Depuis le 1er avril 2026, les automobilistes des territoires ultramarins français paient leur carburant 20 centimes plus cher qu'en mars. Cette hausse brutale résulte directement du conflit au Moyen-Orient qui a conduit à la quasi-fermeture du détroit d'Ormuz par l'Iran, perturbant les approvisionnements énergétiques mondiaux.
Impact immédiat sur les prix à la pompe
La hausse de 20 centimes par litre d'essence s'applique dans l'ensemble des départements et territoires d'outre-mer, malgré les tarifs encadrés par les préfectures. Cette augmentation intervient après plusieurs semaines de tensions géopolitiques croissantes entre l'Iran d'une part, les États-Unis et Israël d'autre part. Les prix du gazole connaissent une évolution similaire, affectant particulièrement les professionnels du transport et de la logistique.
Les entreprises ultramarines sous pression
Les entreprises des outre-mer font face à un double défi avec cette flambée des prix énergétiques. D'un côté, leurs coûts de transport et de fonctionnement augmentent mécaniquement. De l'autre, leur clientèle locale voit son pouvoir d'achat se réduire. Les secteurs du BTP, de l'agriculture et du tourisme, particulièrement dépendants des transports, subissent de plein fouet cette hausse. Plusieurs entrepreneurs interrogés évoquent déjà des répercussions sur leurs marges et leurs projets d'investissement.

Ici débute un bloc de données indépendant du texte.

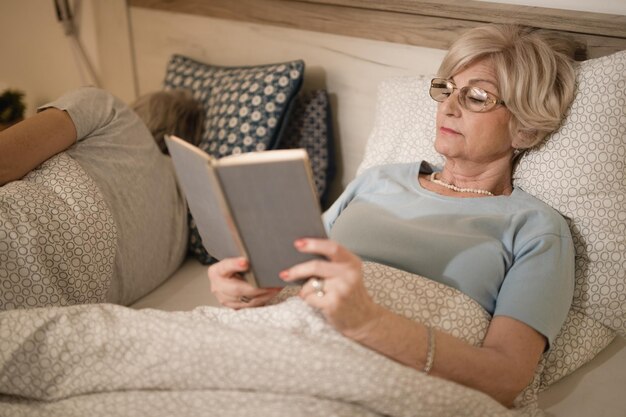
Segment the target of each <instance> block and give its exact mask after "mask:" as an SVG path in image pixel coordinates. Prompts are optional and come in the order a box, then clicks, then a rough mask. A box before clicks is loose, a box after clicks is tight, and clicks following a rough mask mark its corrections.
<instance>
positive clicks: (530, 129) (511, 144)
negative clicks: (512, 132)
mask: <svg viewBox="0 0 626 417" xmlns="http://www.w3.org/2000/svg"><path fill="white" fill-rule="evenodd" d="M539 139H540V138H539V132H538V131H537V130H536V129H518V130H517V132H516V134H515V137H514V138H513V143H512V144H511V145H512V146H513V148H515V149H528V148H532V147H533V146H535V145H536V144H537V142H539Z"/></svg>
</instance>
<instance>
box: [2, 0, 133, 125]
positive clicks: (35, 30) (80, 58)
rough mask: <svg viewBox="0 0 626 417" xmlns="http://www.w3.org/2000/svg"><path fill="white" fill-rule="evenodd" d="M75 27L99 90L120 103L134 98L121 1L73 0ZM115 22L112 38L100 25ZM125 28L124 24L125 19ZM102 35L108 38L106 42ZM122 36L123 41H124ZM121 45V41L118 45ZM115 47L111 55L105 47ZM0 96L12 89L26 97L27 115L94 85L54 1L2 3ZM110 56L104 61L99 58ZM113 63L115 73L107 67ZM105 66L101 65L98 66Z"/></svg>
mask: <svg viewBox="0 0 626 417" xmlns="http://www.w3.org/2000/svg"><path fill="white" fill-rule="evenodd" d="M70 4H72V5H74V6H75V8H74V12H75V21H76V23H77V27H78V31H79V34H80V44H81V45H82V47H83V49H84V50H85V53H86V55H87V57H88V60H89V61H90V62H91V63H92V66H93V67H94V69H95V72H96V77H97V78H98V79H99V80H100V81H101V83H102V86H104V87H105V88H108V89H110V90H113V91H114V92H115V93H117V95H119V96H121V97H122V98H123V99H126V100H131V99H132V98H134V86H133V85H132V82H133V81H134V78H133V73H132V70H131V67H130V62H131V56H130V53H129V51H130V42H129V36H128V29H127V26H128V25H127V24H126V32H125V33H124V32H123V30H122V29H123V28H124V22H125V20H124V18H125V16H126V13H127V10H126V2H125V1H124V0H106V1H105V0H76V1H70ZM112 15H113V16H118V18H117V22H118V25H119V26H118V27H117V28H115V29H116V31H115V35H114V36H110V35H109V32H107V28H108V27H109V26H110V25H104V24H102V22H101V21H103V19H104V20H109V21H110V20H112V19H111V16H112ZM126 22H127V19H126ZM104 35H106V36H104ZM124 36H125V37H124ZM120 39H123V41H122V42H121V45H120ZM111 44H113V45H117V46H116V47H115V51H110V49H111V48H110V47H109V45H111ZM0 51H1V55H0V90H3V89H5V88H15V89H19V90H22V91H24V92H25V93H26V102H27V107H28V108H27V115H30V114H32V113H33V112H34V109H35V108H36V106H38V105H41V104H43V103H45V102H47V101H50V100H52V99H54V98H56V97H58V96H60V95H61V94H63V93H64V92H66V91H69V90H72V89H75V88H77V87H79V86H81V85H87V84H93V80H92V78H91V77H90V76H89V72H88V71H87V69H86V68H87V67H86V66H85V64H84V60H83V59H82V58H81V57H80V55H79V53H78V48H77V45H76V42H75V41H74V40H72V38H69V37H67V36H65V34H64V31H63V27H62V26H61V24H60V23H59V22H58V21H57V18H56V12H55V8H54V1H53V0H0ZM103 51H108V55H107V56H105V57H102V56H101V55H102V52H103ZM112 57H115V61H117V66H116V67H117V68H119V67H121V68H123V72H121V73H115V72H113V73H112V72H111V70H108V71H104V69H107V64H108V65H110V63H111V62H112V61H113V59H112ZM103 63H104V64H105V65H101V64H103Z"/></svg>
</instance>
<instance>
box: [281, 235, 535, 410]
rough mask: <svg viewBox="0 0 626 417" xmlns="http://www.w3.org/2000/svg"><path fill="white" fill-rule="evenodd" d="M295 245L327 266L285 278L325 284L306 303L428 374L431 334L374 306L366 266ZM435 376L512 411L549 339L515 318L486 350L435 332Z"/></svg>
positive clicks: (421, 326)
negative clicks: (547, 341)
mask: <svg viewBox="0 0 626 417" xmlns="http://www.w3.org/2000/svg"><path fill="white" fill-rule="evenodd" d="M296 246H297V247H298V248H299V249H300V250H301V251H303V252H307V253H317V254H321V255H323V256H325V257H326V258H327V259H328V261H321V260H316V261H310V262H305V263H302V264H299V265H296V266H294V267H292V268H290V269H289V270H287V271H283V273H282V274H281V277H282V278H283V279H285V280H288V281H290V280H294V279H300V278H306V277H311V276H315V277H320V278H322V279H324V291H325V295H324V296H323V297H318V296H316V294H315V290H314V289H313V288H312V285H311V284H306V285H305V286H304V287H303V289H302V291H301V293H300V296H301V297H302V298H304V299H305V301H306V302H307V303H308V304H310V305H311V306H313V307H316V308H318V309H320V310H321V312H322V313H323V314H324V316H325V317H326V319H327V320H328V321H329V322H330V323H331V324H332V325H333V326H335V327H336V328H337V330H339V331H341V332H342V333H343V334H344V335H345V336H347V337H350V338H351V339H354V340H355V341H357V342H359V343H361V344H363V345H365V346H367V347H369V348H370V349H373V350H376V351H378V352H380V353H381V354H383V355H385V356H388V357H390V358H392V359H394V360H396V361H398V362H400V363H402V364H405V365H407V366H410V367H412V368H415V369H418V370H422V369H424V366H425V362H426V356H427V350H428V337H427V333H428V332H427V328H426V327H425V326H424V325H422V324H420V323H416V322H413V321H410V320H408V319H406V318H404V317H401V316H398V315H396V314H394V313H392V312H391V311H389V310H386V309H384V308H383V307H381V306H379V305H377V304H375V303H374V302H373V300H372V299H371V298H370V296H369V294H368V293H367V290H366V289H365V287H364V285H363V280H362V276H361V261H360V259H359V258H358V257H357V256H355V255H354V254H352V253H350V252H349V251H348V250H346V249H344V248H343V247H341V246H340V245H338V244H337V243H335V242H332V241H329V240H319V239H302V240H300V241H298V242H296ZM435 338H436V347H435V356H434V364H433V368H432V370H431V373H432V375H435V376H439V377H441V378H445V379H448V380H452V381H455V382H458V383H460V384H463V385H465V386H468V387H471V388H474V389H477V390H480V391H482V392H485V393H487V394H489V395H490V396H492V397H493V398H495V399H496V400H498V401H500V402H501V403H502V404H504V405H506V406H511V405H512V403H513V401H514V400H515V398H516V397H517V395H518V394H519V393H520V392H521V391H522V390H523V389H524V388H525V387H526V386H527V385H528V383H529V382H530V381H531V379H532V377H533V375H534V372H535V368H536V367H537V364H538V363H539V360H540V358H541V354H542V352H543V350H544V347H545V343H546V341H545V339H544V337H543V336H542V335H541V334H539V333H538V332H537V331H535V330H534V329H532V328H531V327H529V326H528V325H526V324H524V323H522V322H520V321H518V320H515V319H513V318H509V317H501V316H498V317H495V318H494V319H493V320H492V321H491V324H490V326H489V329H488V331H487V335H486V337H485V340H484V342H483V345H482V346H481V347H474V346H472V345H470V344H468V343H466V342H464V341H462V340H460V339H457V338H455V337H453V336H450V335H448V334H446V333H443V332H435Z"/></svg>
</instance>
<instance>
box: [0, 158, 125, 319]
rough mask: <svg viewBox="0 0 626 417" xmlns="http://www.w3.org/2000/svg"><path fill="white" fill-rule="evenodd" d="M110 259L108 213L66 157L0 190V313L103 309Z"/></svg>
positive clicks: (110, 270)
mask: <svg viewBox="0 0 626 417" xmlns="http://www.w3.org/2000/svg"><path fill="white" fill-rule="evenodd" d="M116 253H117V226H116V225H115V222H114V221H113V216H112V215H111V213H110V211H109V208H108V205H107V204H106V202H105V201H104V198H103V197H102V193H101V192H100V190H99V188H98V186H97V185H96V184H95V183H94V182H93V180H92V179H91V177H89V176H88V175H87V173H86V172H85V170H84V169H83V168H82V167H81V166H80V164H79V163H78V162H76V160H74V159H73V158H72V157H70V156H69V155H68V154H67V153H65V152H62V153H60V154H57V155H55V156H53V157H52V158H50V159H48V160H47V161H45V162H44V163H42V164H41V165H40V166H39V167H37V168H36V169H34V170H32V171H31V172H29V173H28V174H27V175H26V176H25V177H24V178H22V179H21V180H19V181H13V182H10V183H8V184H6V185H4V186H2V187H0V288H1V289H0V311H3V310H11V309H17V308H33V307H50V306H66V305H72V304H86V303H101V302H104V301H106V296H107V292H108V290H109V286H110V284H111V279H112V278H113V266H114V263H115V254H116Z"/></svg>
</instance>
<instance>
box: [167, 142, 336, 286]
mask: <svg viewBox="0 0 626 417" xmlns="http://www.w3.org/2000/svg"><path fill="white" fill-rule="evenodd" d="M166 144H167V146H168V149H169V151H170V155H171V156H172V161H173V163H174V168H175V170H176V174H177V177H178V181H179V183H180V186H181V188H182V190H183V192H184V193H185V196H186V198H187V202H188V204H189V209H190V211H191V214H192V215H193V218H194V220H195V222H196V225H197V227H198V231H199V233H200V236H201V237H202V243H203V245H204V247H205V248H206V250H207V252H208V253H210V254H211V255H212V256H214V257H215V258H217V259H223V258H225V257H234V256H245V257H246V258H248V260H249V261H250V271H249V273H248V274H247V276H246V279H247V280H248V282H250V283H252V284H253V285H256V286H259V287H282V286H285V284H286V283H285V282H284V281H282V280H281V279H280V278H279V277H278V273H279V272H280V271H282V270H283V269H286V268H289V267H291V266H293V265H295V264H297V263H300V262H304V261H306V260H309V259H313V258H315V256H313V255H309V254H302V253H300V252H298V251H297V250H296V249H295V248H294V246H293V242H294V241H295V240H296V239H298V238H301V237H326V232H325V230H324V226H323V224H322V221H321V211H320V207H319V202H318V199H317V196H316V195H315V188H314V185H313V178H312V174H311V168H310V164H309V160H308V156H307V153H306V151H304V150H302V149H289V150H276V151H265V152H256V153H247V154H242V155H237V156H229V157H225V158H222V159H220V160H216V159H214V158H212V157H211V156H210V155H208V154H207V153H205V152H204V151H202V150H200V149H199V148H197V147H195V146H193V145H191V144H189V143H187V142H185V141H183V140H181V139H179V138H176V137H173V136H170V137H167V138H166Z"/></svg>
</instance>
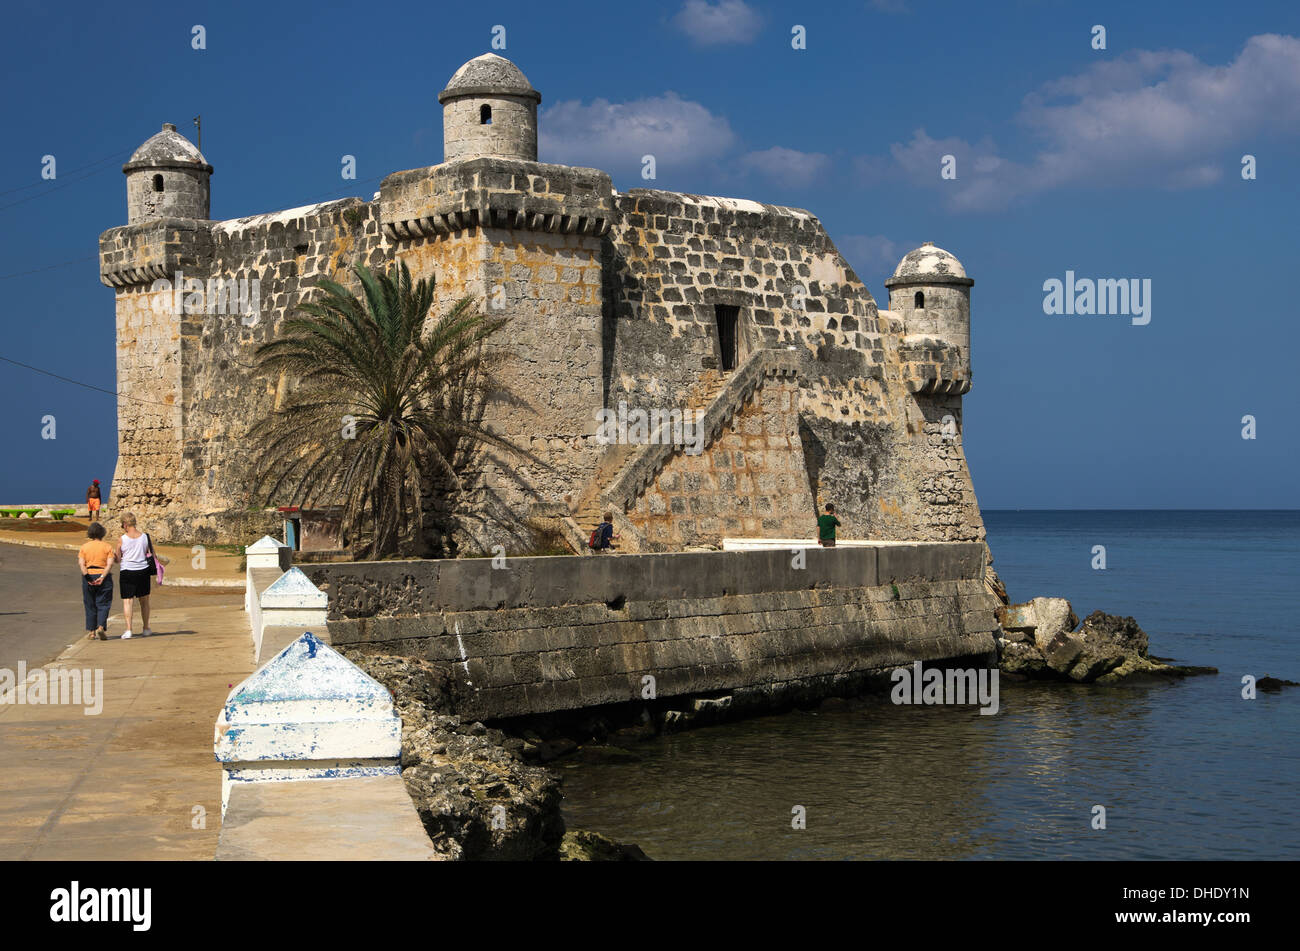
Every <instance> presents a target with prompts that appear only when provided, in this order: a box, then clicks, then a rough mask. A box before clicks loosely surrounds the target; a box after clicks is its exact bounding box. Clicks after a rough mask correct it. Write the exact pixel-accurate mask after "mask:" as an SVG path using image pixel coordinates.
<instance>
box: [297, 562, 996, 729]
mask: <svg viewBox="0 0 1300 951" xmlns="http://www.w3.org/2000/svg"><path fill="white" fill-rule="evenodd" d="M800 559H802V566H796V565H798V564H800ZM302 568H303V570H304V572H305V573H307V574H308V577H309V578H311V579H312V582H313V583H316V585H317V586H318V587H321V589H322V590H324V591H325V592H326V595H328V596H329V618H330V620H329V630H330V638H331V642H333V643H334V644H335V646H341V647H343V646H354V647H361V648H367V650H373V651H380V652H385V653H396V655H404V656H411V657H421V659H424V660H428V661H430V663H433V664H437V665H439V666H445V668H447V669H448V670H450V672H451V673H452V676H454V677H455V678H456V681H458V682H459V687H458V690H456V695H458V702H456V712H458V713H459V715H461V716H472V717H477V718H500V717H513V716H525V715H534V713H550V712H556V711H571V709H581V708H586V707H597V705H603V704H614V703H625V702H629V700H647V699H659V698H671V696H688V695H707V694H712V692H718V691H732V690H742V689H753V687H762V689H764V690H767V689H772V687H780V686H783V685H785V686H790V687H794V689H798V687H806V686H807V685H827V686H829V685H832V683H833V682H836V681H842V678H845V677H855V676H863V674H865V676H871V674H879V673H881V672H884V670H888V669H891V668H894V666H900V665H905V664H911V663H913V661H917V660H920V661H927V663H933V661H943V660H950V659H959V657H976V656H987V655H991V653H993V651H995V642H993V631H995V630H996V629H997V620H996V617H995V615H993V611H995V608H996V602H995V599H993V598H992V595H989V594H988V591H987V589H985V587H984V582H983V574H984V546H983V544H980V543H943V542H936V543H915V544H888V546H879V547H855V548H835V550H823V548H807V550H801V553H796V552H790V551H737V552H698V553H693V552H692V553H660V555H604V556H597V557H585V559H580V557H563V556H558V557H512V559H507V560H504V561H503V563H499V564H498V566H494V561H493V560H491V559H461V560H441V561H377V563H351V564H321V565H303V566H302Z"/></svg>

Le détroit d'Ormuz, goulet d'étranglement mondial
Le détroit d'Ormuz, passage stratégique entre l'Iran et Oman, concentrait avant sa fermeture 20 % des exportations mondiales de pétrole et de gaz naturel. Sa quasi-fermeture par Téhéran a créé un choc énergétique global, dont les répercussions atteignent désormais les territoires français les plus éloignés. Au-delà des hydrocarbures, ce blocage affecte également les exportations d'engrais, laissant présager des difficultés supplémentaires pour le secteur agricole mondial.
Perspectives économiques
Les économistes anticipent une persistance de ces tensions tarifaires tant que le conflit au Moyen-Orient perdure. Les territoires ultramarins, déjà confrontés à des coûts de la vie supérieurs à la métropole, voient leur vulnérabilité économique renforcée par cette crise géopolitique. Les autorités locales étudient des mesures d'accompagnement pour les entreprises les plus exposées, tandis que l'État examine des dispositifs de soutien spécifiques aux outre-mer.